In a sense, nostalgia and AR are the perfect pair, since nostalgia tends to offer a fairly “augmented,” add-or-subtract view of history. As Hinsch says, “We tend to forget the bad things from the past and remember the good over long time horizons.” It’s not hard to imagine legacy brands like Coca-Cola, Ford or Budweiser building out factory tours, creating a rose-colored augmented reality tale of production over the past century. One could see Netflix partnering with a company like Blockbuster (whom Netflix put out of business) to create some kind of interactive 90s-themed game — or Delta partnering with a ghost brand like Pan Am, symbolic of air travel’s golden era, to create an augmented reality experience of long gone glamour.
In consumer choices, what seems practical is usually emotional
Still, I can’t help wondering, will nostalgia truly play such an outsize role in AR’s marketing future? In the retail sphere, popular apps like Ikea’s or Macy’s offer a tangible utility. So I ask Hinsch about this. He says that yes, truly useful features could be powerful mediators between “inspired by” and “inspired to” behavior, but most of the decisions we make as a result of those functions (which really amount to shopping) are still driven by emotion. “Your makeup, your clothes, the way you decorate your home, these are all deeply aesthetic and personal things,” Hinsch says. “They’re more emotional than cognitive decisions. There’s no hard data for why you like something or you don’t. So I would expect nostalgia to strongly influence these kinds of things.”

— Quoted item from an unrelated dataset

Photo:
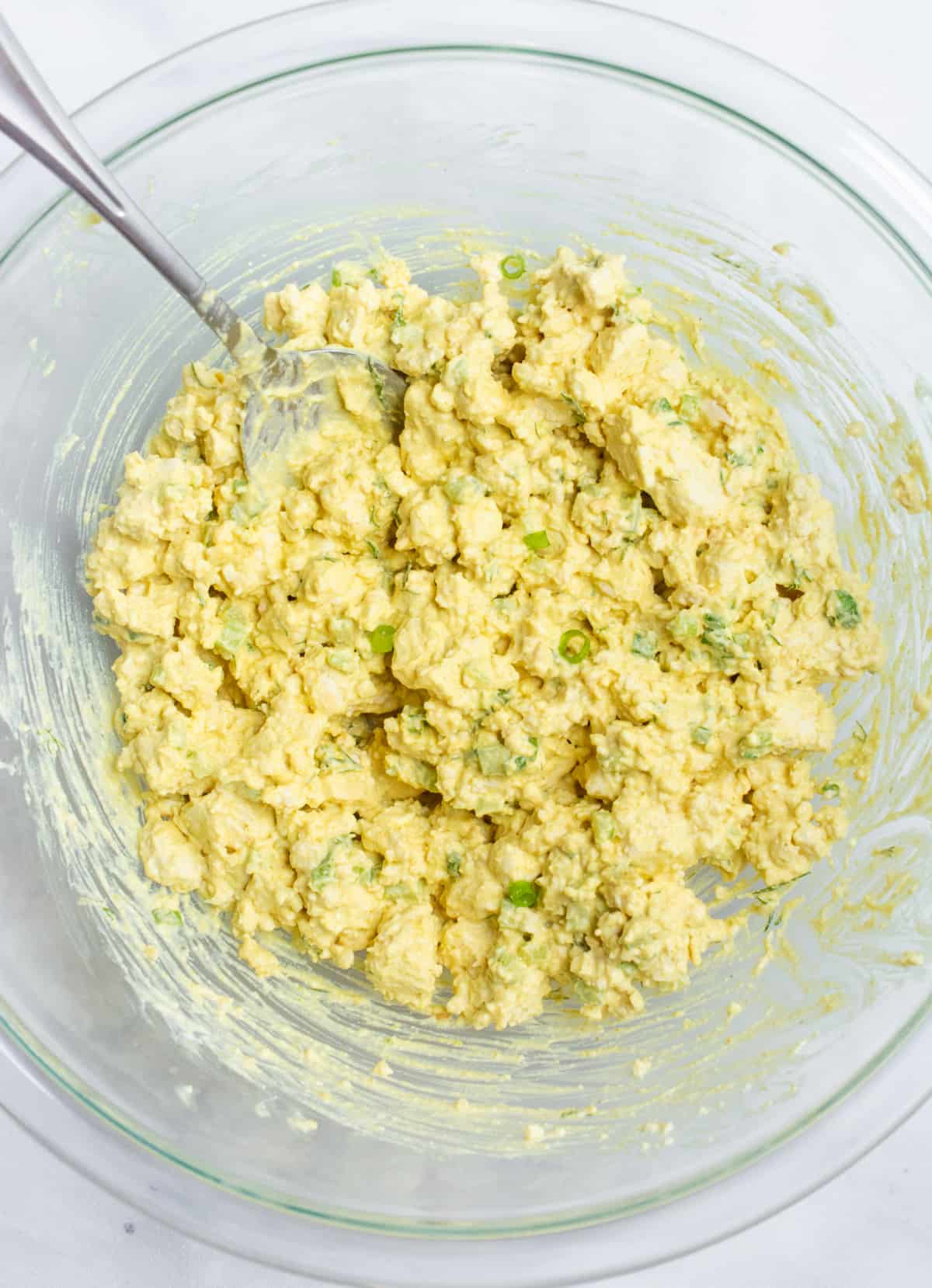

Hinsch says he certainly sees the irony of futuristic technology leaning on the analog past to inspire us. But as the digital age accelerates into the unknown, he thinks nostalgia will only take up more space in our cultural consciousness. “The paradox is clear, but much of life is paradoxical,” he says. “I expect nostalgia to be even more important moving forward. I think cultural practices and rituals have always played off of nostalgia to some degree. And as things speed up and change happens faster and faster, nostalgia may be seen as a reorienting or steadying force. It seems odd, but new tech like AR can be a way to deliver this.”